Half a million computers infected as Macro Malware makes a comeback

A recent Microsoft study has revealed that macro malware attacks have been rapidly increasing in number and intensity. In the last year alone, the number of active malware and infected machines has increased by over four times of the count in early 2014. These document based malware attacks are usually carried out through spam emails, arousing the user’s curiosity to open the infected attachment. Such attacks have infected over 500,000 unique machines, making macro malware a major threat once again.

Macro malware is mostly spread through spam emails. Users open the attached documents and enable the macro, thinking it is necessary to view the document properly. This allows the macro downloader to execute, and create a gateway for other malware to get into the system. As stated by Microsoft:

“When a malicious macro code runs, it either downloads its final payload, or it downloads another payload courier in the form of a binary downloader.”

The infection procedure is illustrated below:

Macro malware infection chain. Source: http://blogs.technet.com/

A Gateway to greater threats

Some of the main threats downloaded by recent macro downloaders include malware like Drixed, and the banking trojan Vawtrak. The downloaded malware packages have advanced capabilities including screenshot, video capture and launching man in the middle attacks. However, like most other malware, the primary goal of these threats is to steal sensitive information.
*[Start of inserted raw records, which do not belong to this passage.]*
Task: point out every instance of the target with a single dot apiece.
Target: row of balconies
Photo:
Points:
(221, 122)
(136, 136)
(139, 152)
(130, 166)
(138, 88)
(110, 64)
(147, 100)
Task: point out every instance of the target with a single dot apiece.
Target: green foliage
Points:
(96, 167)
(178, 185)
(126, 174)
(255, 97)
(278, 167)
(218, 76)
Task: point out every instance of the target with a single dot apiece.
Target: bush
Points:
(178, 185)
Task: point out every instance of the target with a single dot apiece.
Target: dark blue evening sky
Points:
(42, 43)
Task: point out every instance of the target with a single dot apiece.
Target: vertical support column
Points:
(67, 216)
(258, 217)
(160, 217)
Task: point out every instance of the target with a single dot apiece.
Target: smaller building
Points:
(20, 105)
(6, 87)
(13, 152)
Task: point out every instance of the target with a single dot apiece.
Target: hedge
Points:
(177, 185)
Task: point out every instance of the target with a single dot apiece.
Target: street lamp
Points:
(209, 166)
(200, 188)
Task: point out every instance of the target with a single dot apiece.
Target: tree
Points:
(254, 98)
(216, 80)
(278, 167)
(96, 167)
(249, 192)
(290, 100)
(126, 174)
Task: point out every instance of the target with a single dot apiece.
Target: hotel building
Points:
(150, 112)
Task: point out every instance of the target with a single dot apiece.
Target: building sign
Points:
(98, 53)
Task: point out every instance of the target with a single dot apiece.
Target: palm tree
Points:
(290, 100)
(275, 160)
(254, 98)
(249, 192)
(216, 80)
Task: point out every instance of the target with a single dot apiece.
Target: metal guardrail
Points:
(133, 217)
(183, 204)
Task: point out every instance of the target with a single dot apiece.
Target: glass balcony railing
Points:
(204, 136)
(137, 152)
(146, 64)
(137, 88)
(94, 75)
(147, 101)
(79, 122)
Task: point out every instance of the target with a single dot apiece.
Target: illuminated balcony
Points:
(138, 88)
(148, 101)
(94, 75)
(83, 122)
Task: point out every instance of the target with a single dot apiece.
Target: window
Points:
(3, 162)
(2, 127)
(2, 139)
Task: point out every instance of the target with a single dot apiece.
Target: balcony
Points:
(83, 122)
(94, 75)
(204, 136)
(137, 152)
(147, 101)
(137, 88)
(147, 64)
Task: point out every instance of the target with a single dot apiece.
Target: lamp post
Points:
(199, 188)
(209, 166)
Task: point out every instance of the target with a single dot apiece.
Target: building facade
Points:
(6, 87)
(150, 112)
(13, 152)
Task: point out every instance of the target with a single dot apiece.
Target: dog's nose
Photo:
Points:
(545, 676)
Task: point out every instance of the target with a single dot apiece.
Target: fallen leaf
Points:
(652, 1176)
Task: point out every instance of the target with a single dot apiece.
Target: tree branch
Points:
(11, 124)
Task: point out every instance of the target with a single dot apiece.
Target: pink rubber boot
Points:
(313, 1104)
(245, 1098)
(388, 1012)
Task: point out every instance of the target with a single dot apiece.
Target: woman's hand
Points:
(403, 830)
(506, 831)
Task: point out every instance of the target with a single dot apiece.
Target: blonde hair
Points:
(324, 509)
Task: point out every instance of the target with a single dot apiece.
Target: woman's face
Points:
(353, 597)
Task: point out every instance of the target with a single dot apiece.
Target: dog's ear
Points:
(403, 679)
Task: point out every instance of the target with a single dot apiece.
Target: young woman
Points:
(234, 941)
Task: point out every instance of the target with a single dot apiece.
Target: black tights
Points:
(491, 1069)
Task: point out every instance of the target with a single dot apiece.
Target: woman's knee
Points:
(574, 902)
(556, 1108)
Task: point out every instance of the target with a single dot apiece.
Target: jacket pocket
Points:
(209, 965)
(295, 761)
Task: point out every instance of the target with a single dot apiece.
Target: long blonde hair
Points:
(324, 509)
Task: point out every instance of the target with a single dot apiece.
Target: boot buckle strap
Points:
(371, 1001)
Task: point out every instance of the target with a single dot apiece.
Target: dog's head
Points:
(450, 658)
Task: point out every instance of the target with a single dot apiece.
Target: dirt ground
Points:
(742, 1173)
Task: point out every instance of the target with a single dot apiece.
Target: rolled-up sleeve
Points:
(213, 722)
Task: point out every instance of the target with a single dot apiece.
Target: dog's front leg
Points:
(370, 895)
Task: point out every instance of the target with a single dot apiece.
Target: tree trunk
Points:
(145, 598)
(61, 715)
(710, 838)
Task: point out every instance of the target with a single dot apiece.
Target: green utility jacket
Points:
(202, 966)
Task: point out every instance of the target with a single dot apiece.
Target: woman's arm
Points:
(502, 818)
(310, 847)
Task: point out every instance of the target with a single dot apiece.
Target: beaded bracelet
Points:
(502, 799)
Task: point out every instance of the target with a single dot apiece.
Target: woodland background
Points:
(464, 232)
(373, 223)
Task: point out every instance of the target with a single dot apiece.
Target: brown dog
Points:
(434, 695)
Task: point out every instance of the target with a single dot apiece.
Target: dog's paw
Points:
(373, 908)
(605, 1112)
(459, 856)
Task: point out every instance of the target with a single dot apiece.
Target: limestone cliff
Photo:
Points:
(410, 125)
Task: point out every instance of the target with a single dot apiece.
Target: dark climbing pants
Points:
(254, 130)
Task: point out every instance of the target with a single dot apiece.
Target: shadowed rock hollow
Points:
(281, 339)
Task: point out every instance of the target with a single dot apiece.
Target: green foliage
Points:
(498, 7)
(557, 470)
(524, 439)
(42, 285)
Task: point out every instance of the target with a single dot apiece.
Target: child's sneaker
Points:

Although macro malware is a worldwide threat, most recent attacks have been mostly targeting the U.S. and the U.K. The next most infected countries are Mexico, Poland, Italy, France and Germany.

Although macro malware comes disguised in the form of a document and can easily infect a computer, it still requires the user’s consent to execute. Microsoft noted:

“Macro threats, as payload couriers, seem to gain popularity as an effective infection vector. But unlike exploit kits, these macro threats require user consent to run.”

Despite that fact, the sheer number of infected computers shows that macro malware is a very large scale and serious threat. This is a surprising find in a time when we were beginning to think that document based macro malware is a thing of the past. In order to prevent getting infected through a macro downloader, users must ensure that they have up to date malware protection and be careful about enabling macros.

Have a nice (malware-free) day!

  • Flavia Auditore da Firenze

    There’s a typo in the malware name – it’s “Dridex” :P

    Otherwise, great writeup!

    • Fabian Wosar

      Dridex is the name the malware author gave the malware. It is common policy for a lot of AV companies to choose a name different from the malware author’s name when it comes to naming the malware family, in order to not give the malware author any credit. That is why Microsoft, which this blog post refers to, calls the infection Drixed.